I bought this book a few years ago, soon after watching and enjoying the tv series based on it. Too soon, really - I spent most of my time comparing the book to the series and it pulled me out of the 'story' and made it very difficult to focus. Eventually I gave up and stuck the book on the shelf, and I only picked it up again the other week... and promptly wondered why on earth I'd waited so long!
The book is terrific. Quite possibly Hollinghurst's best, and that's against some pretty stiff opposition. Set in the 1980s of Margaret Thatcher, mobile phones, consumerist excess and yuppie-dom, it tells the story of Nick Guest, a young gay man who gets himself invited to live with his university friend Toby's family. Toby's father Gerald is an up-and-coming politician in the Thatcher government and his mother Rachel is an upper-class heiress. Nick, who is obsessed by beauty in all its forms, is swept off his feet by their attractiveness, their wealth and their social standing.
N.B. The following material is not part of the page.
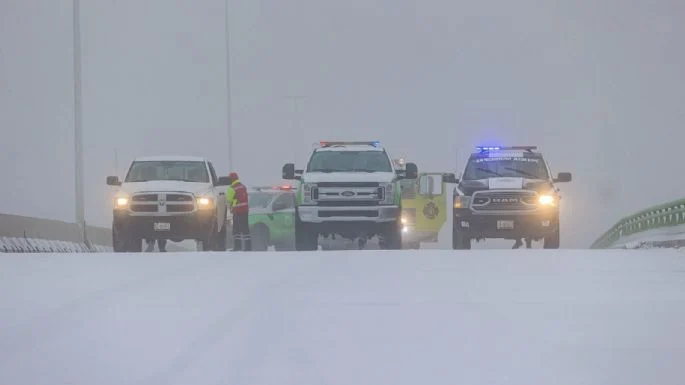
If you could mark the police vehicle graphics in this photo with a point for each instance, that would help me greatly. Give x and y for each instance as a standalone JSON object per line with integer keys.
{"x": 506, "y": 193}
At the same time he explores his own sexuality for the first time with affairs with a black council-worker and the son of a middle-eastern millionaire. Needless to say the course of true love does not run smooth and Nick learns the hard way as his lovers succomb to drug addiction and AIDS, and his new family prove to have their own skeletons in the closet.
There is so much going on inside the book - so much detail, so much humanity, so many themes, that I hardly know where to start. In particular I love the dry sly humour - the millionaire is clearly modelled on Mohammed Al Fayed, for instance - and the dialogue which conjures up so skillfully the brittle brilliance of the decade. Although the downward spiral of Nick's life takes on a tragic tone it's never overdone and the ending is just ambiguous enough to leave Nick, who's lost everything, with a flicker of hope for his future life.
Hollinghurst seems at times to be gleefully breaking all the usual writing rules. He uses 'tell' rather than 'show', especially when describing characters' emotions, and he manages to set an entire novel in the 1980s without mentioning a single person, piece of music, book, television programme or event from that time (with the obvious exception of Mrs Thatcher herself). And yet the sheer brilliance of the writing, and the everyday details of the characters' lives, bring the decade to vivid life anyway, so it hardly matters.
All in all it's a wonderful piece of writing and fully deserves its Man Booker Prize.
2 comments:
Sounds very interesting. Awhile ago the idea of the 'tell rather than show' would have put me off but I've discovered some good books/authors where this seems to work well so I'd be tempted to give it a try, even though I'm about to disappear under my growing pile of books still TBR...
I was left with the impression that he might have been using the 'tell' to show other things. Now that really is clever!